The following article was written by Dr. Amanda Reiman, who is the California policy manager for the Drug Policy Alliance (DPA). Based in San Francisco, Reiman leads the DPA’s marijuana reform work in California. She has conducted numerous studies on medical marijuana dispensaries, medical marijuana patients, and the use of marijuana as a treatment for addiction. She is also currently a lecturer in the School of Social Welfare at the University of California–Berkeley and lives in Oakland with her cat, Mama Cass.
Having an animal companion is one of the greatest joys in life, and supporting him or her through illness and the end of life can be one of the most difficult times. As human caregivers, we want to know that the treatments we are giving our animal companions are effective, humane, and causing more good than harm. Given that our animal friends may not be able to show us how they are feeling with complete accuracy, we are often left to make decisions about their medical treatments based on advice and good intentions.
This was the situation I was recently in when my kitty of 11 years, Monkey, was diagnosed with intestinal cancer. The tumor was not operable, and the vet believed that the best course of action was to keep her feeling as good as we could for as long as possible. The cancer has caused her to lose a lot of weight, and she was having trouble sleeping. I decided to mix a little cannabis oil in with her wet food and was astounded at the difference. She started acting like a kitten again, able to eat and play. She slept and purred and acted like herself again. Even though I ended up losing her to cancer several months later, in that time I got to enjoy her for the kitty she was, not watch her slowly disappear before my eyes. I had shared with my vet that I was giving her these treatments. My vet was supportive, and as a medical-marijuana patient in the state of California, I had access to the medicine that she needed. It was through researching this treatment that I discovered that medical marijuana for animals was not a new concept and was not as “out there” as I had originally thought.
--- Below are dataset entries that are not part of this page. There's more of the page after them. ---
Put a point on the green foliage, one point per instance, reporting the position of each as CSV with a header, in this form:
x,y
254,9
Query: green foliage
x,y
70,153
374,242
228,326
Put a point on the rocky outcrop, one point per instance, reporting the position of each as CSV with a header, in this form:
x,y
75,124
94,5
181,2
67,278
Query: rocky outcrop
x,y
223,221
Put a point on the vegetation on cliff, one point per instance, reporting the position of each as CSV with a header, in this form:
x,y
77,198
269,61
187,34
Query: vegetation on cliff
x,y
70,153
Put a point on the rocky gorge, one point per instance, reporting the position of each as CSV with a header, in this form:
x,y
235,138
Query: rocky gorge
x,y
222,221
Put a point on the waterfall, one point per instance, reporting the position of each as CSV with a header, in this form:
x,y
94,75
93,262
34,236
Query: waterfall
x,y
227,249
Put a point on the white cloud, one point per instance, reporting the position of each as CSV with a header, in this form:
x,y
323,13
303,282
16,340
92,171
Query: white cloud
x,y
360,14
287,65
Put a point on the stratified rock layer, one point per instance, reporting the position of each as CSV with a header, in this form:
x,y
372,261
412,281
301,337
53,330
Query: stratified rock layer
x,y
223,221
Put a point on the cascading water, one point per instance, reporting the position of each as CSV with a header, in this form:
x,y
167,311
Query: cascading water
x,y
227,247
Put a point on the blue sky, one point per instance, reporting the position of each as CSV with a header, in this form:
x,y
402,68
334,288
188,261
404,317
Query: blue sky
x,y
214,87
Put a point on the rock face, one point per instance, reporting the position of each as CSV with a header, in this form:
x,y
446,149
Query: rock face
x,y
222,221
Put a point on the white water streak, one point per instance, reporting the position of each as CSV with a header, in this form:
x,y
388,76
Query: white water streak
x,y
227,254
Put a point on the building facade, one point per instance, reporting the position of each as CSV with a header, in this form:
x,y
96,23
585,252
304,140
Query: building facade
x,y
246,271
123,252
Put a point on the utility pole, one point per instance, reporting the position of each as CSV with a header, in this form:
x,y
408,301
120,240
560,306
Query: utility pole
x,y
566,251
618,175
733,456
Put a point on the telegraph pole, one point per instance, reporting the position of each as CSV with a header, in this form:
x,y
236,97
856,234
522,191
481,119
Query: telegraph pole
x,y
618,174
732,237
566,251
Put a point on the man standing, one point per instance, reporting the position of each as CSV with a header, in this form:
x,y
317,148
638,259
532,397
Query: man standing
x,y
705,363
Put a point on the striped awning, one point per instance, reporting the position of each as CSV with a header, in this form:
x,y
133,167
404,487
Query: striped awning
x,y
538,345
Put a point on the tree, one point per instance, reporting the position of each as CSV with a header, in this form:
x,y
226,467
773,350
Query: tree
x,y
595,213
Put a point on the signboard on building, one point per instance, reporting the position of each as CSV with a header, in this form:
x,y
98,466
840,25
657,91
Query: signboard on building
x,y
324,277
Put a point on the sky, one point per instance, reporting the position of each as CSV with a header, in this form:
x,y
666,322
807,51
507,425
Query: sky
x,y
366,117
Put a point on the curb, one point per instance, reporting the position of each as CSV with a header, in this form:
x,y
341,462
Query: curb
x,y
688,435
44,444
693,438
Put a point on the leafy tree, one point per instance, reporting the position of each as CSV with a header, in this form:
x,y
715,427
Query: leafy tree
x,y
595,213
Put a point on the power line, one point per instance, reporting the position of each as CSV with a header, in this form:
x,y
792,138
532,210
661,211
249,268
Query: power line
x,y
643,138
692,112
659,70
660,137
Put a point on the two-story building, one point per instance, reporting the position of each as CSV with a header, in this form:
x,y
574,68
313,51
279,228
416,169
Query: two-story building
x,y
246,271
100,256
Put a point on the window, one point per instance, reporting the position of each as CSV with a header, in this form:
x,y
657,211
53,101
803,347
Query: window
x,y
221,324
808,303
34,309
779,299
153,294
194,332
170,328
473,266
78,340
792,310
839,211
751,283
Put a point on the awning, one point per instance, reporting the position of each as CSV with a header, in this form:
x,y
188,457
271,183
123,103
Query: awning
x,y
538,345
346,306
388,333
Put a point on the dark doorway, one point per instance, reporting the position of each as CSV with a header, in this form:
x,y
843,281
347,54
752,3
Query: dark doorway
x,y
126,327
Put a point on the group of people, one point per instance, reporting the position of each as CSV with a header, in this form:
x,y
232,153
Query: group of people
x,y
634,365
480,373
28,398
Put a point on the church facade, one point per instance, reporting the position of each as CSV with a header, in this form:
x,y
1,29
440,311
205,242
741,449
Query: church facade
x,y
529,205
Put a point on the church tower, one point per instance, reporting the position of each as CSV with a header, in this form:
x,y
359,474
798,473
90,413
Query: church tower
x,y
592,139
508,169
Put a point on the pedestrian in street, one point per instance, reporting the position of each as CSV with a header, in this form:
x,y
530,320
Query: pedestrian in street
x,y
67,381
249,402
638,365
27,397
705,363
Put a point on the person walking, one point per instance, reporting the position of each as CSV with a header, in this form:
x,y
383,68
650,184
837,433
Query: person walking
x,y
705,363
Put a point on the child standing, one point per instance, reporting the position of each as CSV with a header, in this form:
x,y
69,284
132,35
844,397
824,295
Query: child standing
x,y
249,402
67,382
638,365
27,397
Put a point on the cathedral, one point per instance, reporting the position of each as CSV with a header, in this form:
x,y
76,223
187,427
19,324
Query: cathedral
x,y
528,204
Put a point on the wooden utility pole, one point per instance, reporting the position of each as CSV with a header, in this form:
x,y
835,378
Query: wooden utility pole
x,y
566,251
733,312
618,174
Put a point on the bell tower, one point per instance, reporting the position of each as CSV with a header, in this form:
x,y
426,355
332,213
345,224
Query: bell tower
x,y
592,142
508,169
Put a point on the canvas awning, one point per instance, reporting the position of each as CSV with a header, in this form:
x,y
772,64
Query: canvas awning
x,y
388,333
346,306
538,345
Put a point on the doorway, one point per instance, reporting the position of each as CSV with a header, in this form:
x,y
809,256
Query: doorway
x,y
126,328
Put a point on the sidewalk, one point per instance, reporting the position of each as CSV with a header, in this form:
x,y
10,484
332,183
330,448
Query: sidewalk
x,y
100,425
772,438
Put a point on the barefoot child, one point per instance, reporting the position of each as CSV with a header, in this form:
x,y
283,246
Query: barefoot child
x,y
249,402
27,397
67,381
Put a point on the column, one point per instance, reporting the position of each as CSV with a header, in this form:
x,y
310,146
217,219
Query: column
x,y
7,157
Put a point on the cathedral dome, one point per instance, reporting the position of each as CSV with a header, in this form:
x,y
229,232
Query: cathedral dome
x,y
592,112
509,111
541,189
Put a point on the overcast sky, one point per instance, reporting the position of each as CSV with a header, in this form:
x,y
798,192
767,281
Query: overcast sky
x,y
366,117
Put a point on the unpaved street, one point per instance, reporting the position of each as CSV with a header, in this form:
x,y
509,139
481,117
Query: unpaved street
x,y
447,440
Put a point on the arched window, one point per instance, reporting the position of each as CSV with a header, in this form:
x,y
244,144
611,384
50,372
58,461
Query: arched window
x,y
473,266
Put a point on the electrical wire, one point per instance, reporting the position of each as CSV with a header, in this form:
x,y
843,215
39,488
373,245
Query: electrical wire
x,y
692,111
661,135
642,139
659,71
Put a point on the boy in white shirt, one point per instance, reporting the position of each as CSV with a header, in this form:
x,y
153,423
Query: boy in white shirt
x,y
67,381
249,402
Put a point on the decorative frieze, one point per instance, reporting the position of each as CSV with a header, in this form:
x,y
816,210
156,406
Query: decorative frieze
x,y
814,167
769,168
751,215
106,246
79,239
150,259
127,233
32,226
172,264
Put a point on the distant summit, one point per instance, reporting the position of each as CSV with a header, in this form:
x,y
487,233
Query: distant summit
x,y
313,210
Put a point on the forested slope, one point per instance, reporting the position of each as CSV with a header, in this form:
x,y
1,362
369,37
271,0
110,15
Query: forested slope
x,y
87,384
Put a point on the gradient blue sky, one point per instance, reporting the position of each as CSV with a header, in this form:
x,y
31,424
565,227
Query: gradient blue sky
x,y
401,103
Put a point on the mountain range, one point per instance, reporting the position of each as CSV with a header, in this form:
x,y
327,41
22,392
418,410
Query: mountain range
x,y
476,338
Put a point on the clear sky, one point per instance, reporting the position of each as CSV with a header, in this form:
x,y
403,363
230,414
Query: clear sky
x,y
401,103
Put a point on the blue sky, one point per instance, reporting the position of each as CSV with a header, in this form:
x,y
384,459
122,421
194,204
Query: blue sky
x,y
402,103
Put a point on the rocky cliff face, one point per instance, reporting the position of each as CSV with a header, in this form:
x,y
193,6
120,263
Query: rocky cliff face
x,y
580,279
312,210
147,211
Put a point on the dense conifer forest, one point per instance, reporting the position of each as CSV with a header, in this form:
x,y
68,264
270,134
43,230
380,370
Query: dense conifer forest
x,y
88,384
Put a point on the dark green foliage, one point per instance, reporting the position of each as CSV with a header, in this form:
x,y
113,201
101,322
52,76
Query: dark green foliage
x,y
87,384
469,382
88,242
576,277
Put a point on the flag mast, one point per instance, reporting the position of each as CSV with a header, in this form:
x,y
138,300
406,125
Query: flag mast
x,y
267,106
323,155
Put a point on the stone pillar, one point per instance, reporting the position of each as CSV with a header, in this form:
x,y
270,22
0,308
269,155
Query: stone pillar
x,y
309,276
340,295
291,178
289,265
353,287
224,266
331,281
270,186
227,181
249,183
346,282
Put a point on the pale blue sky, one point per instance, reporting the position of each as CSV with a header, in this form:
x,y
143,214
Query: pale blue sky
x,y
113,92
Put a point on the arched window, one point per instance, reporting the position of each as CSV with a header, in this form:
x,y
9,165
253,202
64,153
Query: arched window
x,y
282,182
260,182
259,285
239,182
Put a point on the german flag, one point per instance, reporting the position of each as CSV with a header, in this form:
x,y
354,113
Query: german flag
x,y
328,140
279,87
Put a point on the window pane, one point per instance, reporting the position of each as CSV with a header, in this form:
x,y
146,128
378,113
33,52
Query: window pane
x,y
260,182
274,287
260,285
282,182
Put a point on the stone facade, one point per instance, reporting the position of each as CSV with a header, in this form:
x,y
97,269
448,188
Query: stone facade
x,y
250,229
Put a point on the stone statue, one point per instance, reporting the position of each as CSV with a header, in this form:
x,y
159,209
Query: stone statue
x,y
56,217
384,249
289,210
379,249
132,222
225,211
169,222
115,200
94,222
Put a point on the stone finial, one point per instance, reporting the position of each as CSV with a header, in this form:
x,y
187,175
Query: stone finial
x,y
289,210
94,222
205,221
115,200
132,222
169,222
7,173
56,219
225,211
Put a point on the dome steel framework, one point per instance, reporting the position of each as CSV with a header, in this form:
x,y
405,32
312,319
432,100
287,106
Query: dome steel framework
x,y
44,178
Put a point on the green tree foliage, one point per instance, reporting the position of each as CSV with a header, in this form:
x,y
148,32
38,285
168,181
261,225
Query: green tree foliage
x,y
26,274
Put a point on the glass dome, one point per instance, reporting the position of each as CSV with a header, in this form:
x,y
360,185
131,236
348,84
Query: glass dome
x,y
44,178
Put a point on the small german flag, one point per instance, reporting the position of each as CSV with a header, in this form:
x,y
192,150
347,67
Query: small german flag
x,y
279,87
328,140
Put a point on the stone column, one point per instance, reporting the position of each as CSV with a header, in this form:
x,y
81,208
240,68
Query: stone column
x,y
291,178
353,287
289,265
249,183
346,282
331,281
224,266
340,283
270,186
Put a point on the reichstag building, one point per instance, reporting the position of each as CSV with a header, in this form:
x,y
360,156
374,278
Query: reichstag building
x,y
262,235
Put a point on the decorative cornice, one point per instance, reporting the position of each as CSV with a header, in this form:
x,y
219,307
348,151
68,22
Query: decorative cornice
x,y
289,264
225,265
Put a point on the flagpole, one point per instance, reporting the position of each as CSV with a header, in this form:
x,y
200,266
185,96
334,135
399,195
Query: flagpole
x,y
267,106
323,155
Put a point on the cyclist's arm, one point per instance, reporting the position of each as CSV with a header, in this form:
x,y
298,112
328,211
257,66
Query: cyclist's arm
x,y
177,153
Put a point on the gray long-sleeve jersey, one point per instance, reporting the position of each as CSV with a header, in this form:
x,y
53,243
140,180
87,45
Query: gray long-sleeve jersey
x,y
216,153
There is evidence that marijuana was used to treat horses by the Ancient Greeks through a treatment called Berlin Hippiatrica, which involves placing a mixture of herbs, including marijuana, on a horse’s wounds. A modern version, a poultice called Lame Away, was developed by Brian Walker and Ed Breslin in California, inspired by Walker’s daughter, who rides horses. After seeing inflammation problems that were not helped by traditional pain medications and alternative therapies such as chiropractors, Walker made a salve that included THC-A, the nonpsychoactive form of the chemical THC, which is found in marijuana. The effect on the horses was astounding, and Lame Away was born. The product line now includes the poultice, plus a salve for wounds and an internal tincture to maintain health, all made with THC-A so that they are not psychoactive. But topical preparations and nonpsychoactive versions of marijuana are not the only products being investigated by vets.
Veterinarian Doug Kramer from Los Angeles has developed a special tincture for dogs and cats made with marijuana called Canine Companion. The tincture is sold in medical-marijuana dispensaries and is designed to treat animals for pain, inflammation, and end-of-life health issues. As with medical marijuana for humans, it is personal experience that usually precedes involvement. Kramer had a similar experience with his dog as I did with Monkey. Marijuana eased the pain during her final weeks. The marijuana caused her to stop whimpering and start eating, gaining weight, and acting more like herself. It wasn’t a cure, but he believed it helped alleviate her pain during her last days. For human caregivers, this relief is really all we want for our animal companions.
But there is a roadblock. Marijuana is regulated as a Schedule I substance, which greatly limits access for research purposes. Lisa Moses, V.M.D., Dipl. A.C.V.I.M., who serves on the board of directors for the International Veterinary Academy of Pain Management has said that medical marijuana use could be beneficial to companion animals if it is delivered in a well-developed product. Kramer wants to see this development happen as well. However, he acknowledges that it could take years to develop such a product, and he is tired of euthanizing animals while wondering whether there was another option. Human caregivers have the right to speak for their animal companions and to explore alternative treatments to ease pain and suffering. Our animals depend on us for that.